Sir Richard Branson to blast himself into space 'in months' after training as an astronaut
'We're talking about months not years – so it's close. There are exciting times ahead,' says billionaire entrepeneur
Sir Richard Branson has revealed he is training to become an astronaut, saying he expects to be launched into space within months.
The Virgin boss is trying to get Virgin Galactic – the commercial space travel company he founded – off the ground, and is eager to be one of the first space tourists.
“We’re talking about months not years – so it’s close. There are exciting times ahead,” the 67-year-old billionaire told BBC Radio 4’s You And Yours, to be broadcast on Monday.
“I’m going for astronaut training, I’m going for fitness training, centrifuge and other training so that my body will hopefully cope well when I go to space.”
Sir Richard, tech titan Elon Musk and Amazon boss Jeff Bezos are fronting the charge in commercial space travel as they race to become the first to catapult tourists into space.
While Sir Richard believes Musk is “doing fantastically well” managing to transport cargo into space and building bigger and bigger rockets, he suggests the real struggle is between the Virgin boss and Mr Bezos.
“I think we’re both [Sir Richard and Mr Bezos] neck and neck as to who will put people into space first. Ultimately we have to do it safely. It’s more a race with ourselves to make sure we have the craft that are safe to put people up there.”
The entrepreneur is keen to be one of those first space tourists.
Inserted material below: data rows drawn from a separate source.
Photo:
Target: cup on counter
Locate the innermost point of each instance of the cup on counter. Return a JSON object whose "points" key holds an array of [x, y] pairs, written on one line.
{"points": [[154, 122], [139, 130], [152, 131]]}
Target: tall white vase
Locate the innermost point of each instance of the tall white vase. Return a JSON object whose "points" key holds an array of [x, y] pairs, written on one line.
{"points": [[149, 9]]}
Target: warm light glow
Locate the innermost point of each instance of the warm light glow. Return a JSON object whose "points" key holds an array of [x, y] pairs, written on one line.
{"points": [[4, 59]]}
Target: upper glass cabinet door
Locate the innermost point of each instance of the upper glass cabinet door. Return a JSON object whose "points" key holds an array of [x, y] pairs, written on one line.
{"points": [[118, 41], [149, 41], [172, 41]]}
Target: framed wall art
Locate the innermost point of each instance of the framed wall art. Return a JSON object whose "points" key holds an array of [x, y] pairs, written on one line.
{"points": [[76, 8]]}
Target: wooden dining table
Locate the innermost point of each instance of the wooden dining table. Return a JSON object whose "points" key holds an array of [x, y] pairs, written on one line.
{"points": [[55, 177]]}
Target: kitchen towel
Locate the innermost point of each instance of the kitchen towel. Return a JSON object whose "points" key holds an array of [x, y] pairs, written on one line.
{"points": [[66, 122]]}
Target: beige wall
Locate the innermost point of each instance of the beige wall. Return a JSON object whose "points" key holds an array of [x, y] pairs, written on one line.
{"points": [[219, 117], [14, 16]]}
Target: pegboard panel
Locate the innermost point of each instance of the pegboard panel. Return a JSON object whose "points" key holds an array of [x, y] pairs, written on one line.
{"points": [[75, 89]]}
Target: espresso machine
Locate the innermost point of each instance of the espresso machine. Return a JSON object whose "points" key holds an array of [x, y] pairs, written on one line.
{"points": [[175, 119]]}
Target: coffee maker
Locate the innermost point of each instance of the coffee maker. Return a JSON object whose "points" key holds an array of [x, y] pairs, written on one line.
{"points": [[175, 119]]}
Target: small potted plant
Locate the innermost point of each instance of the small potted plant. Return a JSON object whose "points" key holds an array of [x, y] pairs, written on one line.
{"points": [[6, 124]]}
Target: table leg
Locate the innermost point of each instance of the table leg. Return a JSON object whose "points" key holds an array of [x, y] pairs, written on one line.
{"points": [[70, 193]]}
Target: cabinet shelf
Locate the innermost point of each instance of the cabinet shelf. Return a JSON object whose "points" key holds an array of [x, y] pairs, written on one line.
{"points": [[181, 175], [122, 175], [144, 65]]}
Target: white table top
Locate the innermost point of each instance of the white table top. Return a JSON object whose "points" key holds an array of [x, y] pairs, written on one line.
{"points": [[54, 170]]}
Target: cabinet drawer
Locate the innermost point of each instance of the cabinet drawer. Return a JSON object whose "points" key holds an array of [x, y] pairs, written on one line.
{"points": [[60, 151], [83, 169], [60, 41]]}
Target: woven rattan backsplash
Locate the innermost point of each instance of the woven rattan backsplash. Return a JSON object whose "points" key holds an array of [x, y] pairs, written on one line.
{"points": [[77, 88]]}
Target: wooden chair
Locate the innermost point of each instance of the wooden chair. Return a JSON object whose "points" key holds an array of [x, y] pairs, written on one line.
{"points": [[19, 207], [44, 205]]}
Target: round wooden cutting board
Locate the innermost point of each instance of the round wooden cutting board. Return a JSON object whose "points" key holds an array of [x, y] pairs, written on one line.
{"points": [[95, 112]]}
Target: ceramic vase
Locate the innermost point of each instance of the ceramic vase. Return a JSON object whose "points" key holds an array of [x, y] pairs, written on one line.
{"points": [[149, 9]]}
He said his astronaut training had gone well so far, revealing he has managed to build his fitness up by playing tennis four times a day.
“Instead of doing one set of tennis every morning and every evening I’m doing two sets. I’m going kiting and biking, doing whatever it takes to make me as fit as possible.”
The Virgin founder is also taking part in demanding centrifuge training, which recreates the pressures the human body undergoes during space flight.
All astronauts are forced to go through G-force training, which mimics the experience of take-off and travel through the Earth’s atmosphere.
Sir Richard added: “If you’re going to really enjoy the experience, the fitter you can be the better”.
Earlier this year Virgin Galactic accomplished a supersonic test flight of its SpaceShipTwo passenger rocket ship.
It was the first return to the air for the company since a crash in the Californian desert in 2014 which saw one pilot killed and another injured.